Researchers are puzzling out a central mechanism for how some proteins navigate inside bacterial cells: Rather than using biochemical cues, they appear to rely on the cells' geometry, sensing the membrane's curvature, two recent studies suggest.

Gram-stained Bacillus subtilis Image: Wikipedia

"This is an important and fundamental observation," said Lucy Shapiro at Stanford University, who did not participate in the research.

Because bacterial cells are so small, researchers for years thought they were essentially bags of enzymes, with no mechanisms for protein localization; proteins could just diffuse wherever they needed to go in milliseconds, she explained. In the last decade, however, that idea has been overturned, with her own lab and others identifying a high level of organization in the bacterial cell.

Proteins aggregate at spots where they are needed by a mechanism called diffusion capture -- after being made at the ribosome, a protein travels through the cell by Brownian motion and is "captured" by some mechanism at a specific position. Its presence in that location acts as a cue to attract more such proteins. "So the ultimate question is, well how does the first one get there?" Shapiro said.

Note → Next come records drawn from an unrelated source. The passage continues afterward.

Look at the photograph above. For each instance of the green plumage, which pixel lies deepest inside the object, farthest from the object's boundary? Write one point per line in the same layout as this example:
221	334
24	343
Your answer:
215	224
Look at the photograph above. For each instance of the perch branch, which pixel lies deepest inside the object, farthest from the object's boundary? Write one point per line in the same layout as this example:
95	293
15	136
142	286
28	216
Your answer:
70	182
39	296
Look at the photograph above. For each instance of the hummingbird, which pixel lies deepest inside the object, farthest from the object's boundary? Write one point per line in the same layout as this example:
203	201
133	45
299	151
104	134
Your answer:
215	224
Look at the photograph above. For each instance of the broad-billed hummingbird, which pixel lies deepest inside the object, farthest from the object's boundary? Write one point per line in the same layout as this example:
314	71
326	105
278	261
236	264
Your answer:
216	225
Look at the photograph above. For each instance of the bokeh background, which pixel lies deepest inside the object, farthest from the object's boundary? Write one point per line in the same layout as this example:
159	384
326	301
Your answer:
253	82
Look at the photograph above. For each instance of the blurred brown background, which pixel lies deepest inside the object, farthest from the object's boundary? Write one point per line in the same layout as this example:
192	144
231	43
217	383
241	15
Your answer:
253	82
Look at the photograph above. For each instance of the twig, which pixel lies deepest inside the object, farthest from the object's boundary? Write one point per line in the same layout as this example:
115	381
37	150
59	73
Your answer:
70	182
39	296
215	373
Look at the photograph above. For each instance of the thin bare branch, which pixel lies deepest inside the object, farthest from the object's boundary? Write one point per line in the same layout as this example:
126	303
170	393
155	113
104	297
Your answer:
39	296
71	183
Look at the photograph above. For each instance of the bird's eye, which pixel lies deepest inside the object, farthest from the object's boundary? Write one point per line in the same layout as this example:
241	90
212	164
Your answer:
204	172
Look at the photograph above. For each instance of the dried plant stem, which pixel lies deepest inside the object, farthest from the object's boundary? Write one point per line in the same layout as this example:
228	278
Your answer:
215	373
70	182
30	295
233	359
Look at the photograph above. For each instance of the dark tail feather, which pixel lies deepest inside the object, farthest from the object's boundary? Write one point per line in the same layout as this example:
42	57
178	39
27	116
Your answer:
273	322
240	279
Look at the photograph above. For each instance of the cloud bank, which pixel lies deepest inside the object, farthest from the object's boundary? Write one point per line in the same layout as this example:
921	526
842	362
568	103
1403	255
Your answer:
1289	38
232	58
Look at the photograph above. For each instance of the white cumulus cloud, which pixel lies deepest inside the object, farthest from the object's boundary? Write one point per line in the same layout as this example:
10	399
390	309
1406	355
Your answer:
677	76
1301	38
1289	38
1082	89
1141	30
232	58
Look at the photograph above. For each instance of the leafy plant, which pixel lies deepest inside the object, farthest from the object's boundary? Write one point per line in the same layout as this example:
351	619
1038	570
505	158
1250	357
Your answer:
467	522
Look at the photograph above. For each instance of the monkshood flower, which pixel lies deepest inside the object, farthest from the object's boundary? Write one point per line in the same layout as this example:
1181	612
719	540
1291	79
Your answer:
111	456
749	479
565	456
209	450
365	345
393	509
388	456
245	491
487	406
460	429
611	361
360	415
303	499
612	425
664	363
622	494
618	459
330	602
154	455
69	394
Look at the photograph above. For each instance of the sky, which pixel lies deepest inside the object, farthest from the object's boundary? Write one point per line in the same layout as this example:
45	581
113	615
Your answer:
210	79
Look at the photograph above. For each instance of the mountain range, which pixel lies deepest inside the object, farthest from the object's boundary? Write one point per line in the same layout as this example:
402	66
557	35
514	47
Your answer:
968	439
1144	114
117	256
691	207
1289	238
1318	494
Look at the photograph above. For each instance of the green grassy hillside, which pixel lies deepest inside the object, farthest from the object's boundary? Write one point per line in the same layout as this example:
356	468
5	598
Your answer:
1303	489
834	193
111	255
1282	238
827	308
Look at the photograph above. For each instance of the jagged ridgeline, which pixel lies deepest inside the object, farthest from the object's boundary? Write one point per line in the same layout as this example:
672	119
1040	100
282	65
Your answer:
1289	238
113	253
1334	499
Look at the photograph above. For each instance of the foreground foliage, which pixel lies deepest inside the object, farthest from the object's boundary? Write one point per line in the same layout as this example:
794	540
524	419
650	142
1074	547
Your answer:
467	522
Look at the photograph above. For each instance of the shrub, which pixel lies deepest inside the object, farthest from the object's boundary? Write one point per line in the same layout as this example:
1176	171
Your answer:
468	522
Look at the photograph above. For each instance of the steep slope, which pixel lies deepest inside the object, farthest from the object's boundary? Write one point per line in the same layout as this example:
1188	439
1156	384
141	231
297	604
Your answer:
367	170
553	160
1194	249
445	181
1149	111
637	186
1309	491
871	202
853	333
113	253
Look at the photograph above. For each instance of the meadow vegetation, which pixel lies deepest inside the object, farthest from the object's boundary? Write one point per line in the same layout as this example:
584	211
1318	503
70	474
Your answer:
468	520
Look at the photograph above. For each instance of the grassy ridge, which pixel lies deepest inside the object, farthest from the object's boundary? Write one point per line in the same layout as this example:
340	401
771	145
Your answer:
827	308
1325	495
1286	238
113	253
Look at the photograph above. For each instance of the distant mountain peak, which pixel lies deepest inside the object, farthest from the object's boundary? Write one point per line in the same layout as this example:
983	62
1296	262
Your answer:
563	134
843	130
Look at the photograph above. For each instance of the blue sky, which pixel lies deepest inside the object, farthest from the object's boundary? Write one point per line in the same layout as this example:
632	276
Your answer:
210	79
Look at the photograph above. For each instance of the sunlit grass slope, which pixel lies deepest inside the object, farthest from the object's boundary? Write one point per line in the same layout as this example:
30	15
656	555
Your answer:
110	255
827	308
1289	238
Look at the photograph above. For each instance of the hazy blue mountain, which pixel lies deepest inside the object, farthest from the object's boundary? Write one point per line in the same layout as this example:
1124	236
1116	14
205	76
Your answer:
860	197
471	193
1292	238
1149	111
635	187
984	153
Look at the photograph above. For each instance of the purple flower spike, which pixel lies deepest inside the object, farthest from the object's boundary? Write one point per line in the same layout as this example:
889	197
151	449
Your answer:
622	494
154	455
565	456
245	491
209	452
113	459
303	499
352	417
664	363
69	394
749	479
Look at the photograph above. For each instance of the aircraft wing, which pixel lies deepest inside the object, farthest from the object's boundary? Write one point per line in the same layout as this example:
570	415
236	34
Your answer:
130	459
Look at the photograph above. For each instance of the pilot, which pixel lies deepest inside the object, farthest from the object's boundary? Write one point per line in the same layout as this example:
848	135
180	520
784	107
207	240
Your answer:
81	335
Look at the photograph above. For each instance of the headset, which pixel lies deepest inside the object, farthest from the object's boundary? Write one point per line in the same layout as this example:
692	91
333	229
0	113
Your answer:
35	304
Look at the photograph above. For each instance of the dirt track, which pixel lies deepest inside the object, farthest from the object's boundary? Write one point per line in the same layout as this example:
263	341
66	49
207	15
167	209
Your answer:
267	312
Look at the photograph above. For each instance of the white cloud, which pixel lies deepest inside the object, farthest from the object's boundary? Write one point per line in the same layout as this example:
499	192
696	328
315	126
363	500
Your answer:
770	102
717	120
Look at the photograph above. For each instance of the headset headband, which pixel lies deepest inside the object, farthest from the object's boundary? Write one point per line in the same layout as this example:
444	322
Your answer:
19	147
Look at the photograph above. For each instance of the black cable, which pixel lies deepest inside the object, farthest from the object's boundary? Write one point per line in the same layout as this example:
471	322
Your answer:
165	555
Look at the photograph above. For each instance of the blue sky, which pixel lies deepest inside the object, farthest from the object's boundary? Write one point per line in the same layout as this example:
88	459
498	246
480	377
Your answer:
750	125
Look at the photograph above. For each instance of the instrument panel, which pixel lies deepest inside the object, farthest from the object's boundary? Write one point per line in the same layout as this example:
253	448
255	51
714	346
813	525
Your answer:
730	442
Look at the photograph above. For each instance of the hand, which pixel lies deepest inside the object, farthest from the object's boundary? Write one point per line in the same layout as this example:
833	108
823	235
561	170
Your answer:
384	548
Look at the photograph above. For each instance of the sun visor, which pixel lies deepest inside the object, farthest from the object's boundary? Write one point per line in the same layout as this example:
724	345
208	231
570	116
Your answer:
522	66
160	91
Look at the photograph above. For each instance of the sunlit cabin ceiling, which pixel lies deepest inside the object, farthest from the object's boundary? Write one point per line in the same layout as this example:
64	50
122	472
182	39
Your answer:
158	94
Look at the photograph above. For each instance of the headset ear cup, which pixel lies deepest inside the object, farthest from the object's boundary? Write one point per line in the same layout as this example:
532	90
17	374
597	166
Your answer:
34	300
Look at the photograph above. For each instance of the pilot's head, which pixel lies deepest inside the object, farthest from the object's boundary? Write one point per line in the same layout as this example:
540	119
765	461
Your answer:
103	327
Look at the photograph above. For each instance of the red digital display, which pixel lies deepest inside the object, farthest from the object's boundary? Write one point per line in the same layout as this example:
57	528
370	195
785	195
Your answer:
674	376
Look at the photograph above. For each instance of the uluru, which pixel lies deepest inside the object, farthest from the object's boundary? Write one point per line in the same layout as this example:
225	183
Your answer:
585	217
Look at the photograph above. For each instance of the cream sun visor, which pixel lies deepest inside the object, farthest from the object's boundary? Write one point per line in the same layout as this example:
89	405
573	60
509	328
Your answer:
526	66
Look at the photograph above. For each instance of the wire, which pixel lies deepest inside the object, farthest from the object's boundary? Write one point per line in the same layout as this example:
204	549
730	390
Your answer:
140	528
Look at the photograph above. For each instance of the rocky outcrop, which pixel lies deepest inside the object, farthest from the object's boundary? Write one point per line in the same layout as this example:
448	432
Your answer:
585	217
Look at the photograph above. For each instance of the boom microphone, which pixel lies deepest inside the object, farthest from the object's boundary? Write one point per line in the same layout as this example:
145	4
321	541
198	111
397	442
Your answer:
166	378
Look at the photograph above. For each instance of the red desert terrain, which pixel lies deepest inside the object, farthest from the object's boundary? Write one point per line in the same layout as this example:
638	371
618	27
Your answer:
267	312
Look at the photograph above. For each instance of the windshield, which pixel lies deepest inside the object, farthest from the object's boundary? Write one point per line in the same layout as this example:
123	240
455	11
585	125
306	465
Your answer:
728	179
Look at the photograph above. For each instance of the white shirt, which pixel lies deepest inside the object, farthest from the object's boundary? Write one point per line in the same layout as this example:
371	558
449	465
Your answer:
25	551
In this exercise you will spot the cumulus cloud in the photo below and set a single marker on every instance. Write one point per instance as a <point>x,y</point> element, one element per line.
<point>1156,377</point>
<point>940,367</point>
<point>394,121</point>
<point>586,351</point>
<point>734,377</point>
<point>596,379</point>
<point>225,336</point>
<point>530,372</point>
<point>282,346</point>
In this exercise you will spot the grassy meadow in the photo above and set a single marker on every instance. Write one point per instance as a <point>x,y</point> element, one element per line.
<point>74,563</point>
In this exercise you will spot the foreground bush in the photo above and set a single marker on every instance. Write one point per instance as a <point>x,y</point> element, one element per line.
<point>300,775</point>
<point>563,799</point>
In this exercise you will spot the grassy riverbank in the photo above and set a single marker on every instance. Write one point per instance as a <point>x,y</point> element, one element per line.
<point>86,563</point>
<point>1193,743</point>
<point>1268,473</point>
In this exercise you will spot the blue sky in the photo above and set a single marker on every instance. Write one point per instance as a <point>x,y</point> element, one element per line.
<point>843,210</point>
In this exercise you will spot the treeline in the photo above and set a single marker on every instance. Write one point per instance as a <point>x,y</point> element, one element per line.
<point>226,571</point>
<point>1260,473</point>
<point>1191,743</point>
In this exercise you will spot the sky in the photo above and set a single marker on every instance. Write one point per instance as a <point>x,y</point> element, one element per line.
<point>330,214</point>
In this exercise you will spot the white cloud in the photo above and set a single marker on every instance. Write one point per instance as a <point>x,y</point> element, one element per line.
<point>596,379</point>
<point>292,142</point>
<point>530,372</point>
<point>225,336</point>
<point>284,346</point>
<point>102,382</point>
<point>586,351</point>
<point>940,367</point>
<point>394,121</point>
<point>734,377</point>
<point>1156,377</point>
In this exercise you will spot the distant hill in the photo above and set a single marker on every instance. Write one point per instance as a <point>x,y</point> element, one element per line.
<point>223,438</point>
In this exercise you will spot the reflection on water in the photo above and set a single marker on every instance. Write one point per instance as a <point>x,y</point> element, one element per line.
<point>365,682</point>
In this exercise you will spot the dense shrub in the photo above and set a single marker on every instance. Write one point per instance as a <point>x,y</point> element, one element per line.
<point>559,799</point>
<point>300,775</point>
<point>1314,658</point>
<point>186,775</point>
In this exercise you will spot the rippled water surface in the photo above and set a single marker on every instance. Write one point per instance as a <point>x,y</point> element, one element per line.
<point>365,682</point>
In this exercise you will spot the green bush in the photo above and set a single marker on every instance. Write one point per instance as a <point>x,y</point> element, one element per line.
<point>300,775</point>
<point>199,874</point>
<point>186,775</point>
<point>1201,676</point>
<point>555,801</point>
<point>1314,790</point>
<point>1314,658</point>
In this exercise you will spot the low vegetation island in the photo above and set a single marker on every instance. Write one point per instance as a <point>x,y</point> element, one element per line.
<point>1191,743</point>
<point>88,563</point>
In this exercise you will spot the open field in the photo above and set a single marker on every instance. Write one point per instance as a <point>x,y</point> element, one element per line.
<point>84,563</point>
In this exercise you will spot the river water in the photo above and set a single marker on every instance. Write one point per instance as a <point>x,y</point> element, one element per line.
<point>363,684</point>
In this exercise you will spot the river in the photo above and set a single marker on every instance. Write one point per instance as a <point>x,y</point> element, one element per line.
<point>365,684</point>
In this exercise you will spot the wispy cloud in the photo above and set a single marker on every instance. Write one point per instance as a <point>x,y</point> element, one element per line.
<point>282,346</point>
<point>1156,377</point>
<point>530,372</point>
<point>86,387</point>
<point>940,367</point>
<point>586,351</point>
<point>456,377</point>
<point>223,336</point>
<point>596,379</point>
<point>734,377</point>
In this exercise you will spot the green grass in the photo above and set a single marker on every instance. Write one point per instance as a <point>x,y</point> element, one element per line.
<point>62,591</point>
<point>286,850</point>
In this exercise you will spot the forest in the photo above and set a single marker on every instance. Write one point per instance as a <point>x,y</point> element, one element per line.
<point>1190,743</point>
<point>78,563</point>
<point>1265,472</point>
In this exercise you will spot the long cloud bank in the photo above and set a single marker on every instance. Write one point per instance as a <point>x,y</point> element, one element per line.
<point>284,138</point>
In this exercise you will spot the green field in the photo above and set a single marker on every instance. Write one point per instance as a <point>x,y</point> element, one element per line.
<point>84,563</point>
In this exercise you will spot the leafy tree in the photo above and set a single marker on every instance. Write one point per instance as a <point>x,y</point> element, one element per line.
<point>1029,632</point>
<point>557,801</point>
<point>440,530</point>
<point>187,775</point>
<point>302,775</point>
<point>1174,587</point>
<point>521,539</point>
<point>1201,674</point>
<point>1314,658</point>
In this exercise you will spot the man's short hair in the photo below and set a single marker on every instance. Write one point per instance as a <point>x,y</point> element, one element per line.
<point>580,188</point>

In a study published in Science in March, Richard Losick's group at Harvard showed that a protein involved in spore formation in Bacillus subtilis identified positive -- that is, convex -- curvature in the cell membrane. Because bacteria contain no organelles, they "don't usually have convex surfaces," said Kumaran Ramamurthi, a postdoc in Losick's lab and first author of that paper, and spore formation is an exception to that rule.

In the Science paper, Ramamurthi and his colleagues purified the protein, called SpoVM, and incubated it with different-sized vesicles in vitro, finding that it preferentially located to the smallest (and thus the most convex) vesicles. They then put the protein into E. coli cells and yeast cells mutated to form vesicles similar to those formed during sporulation. Again, the protein preferentially localized to the convex membranes of those vesicles -- suggesting it recognizes geometric cues rather than cell-specific ones, which are likely to be chemical.

Now, in another study published in PNAS this week, the same group showed that a second protein called DivIVA, which helps regulate cell division in Bacillus subtilis, identifies negative, or concave, curves in the membrane. DivIVA normally localizes to the most concave part of the cell during cell division -- the ring at the emerging septum of the cell. It is also enriched at the hemispheric poles of the cell, also a highly concave environment. When the researchers prevented cytokinesis, the ring didn't form, and the protein redistributed to the poles. When they used an enzyme to transform rod-shaped Bacillus cells into spheres, the protein redistributed evenly along the membrane, showing its preference for concavity.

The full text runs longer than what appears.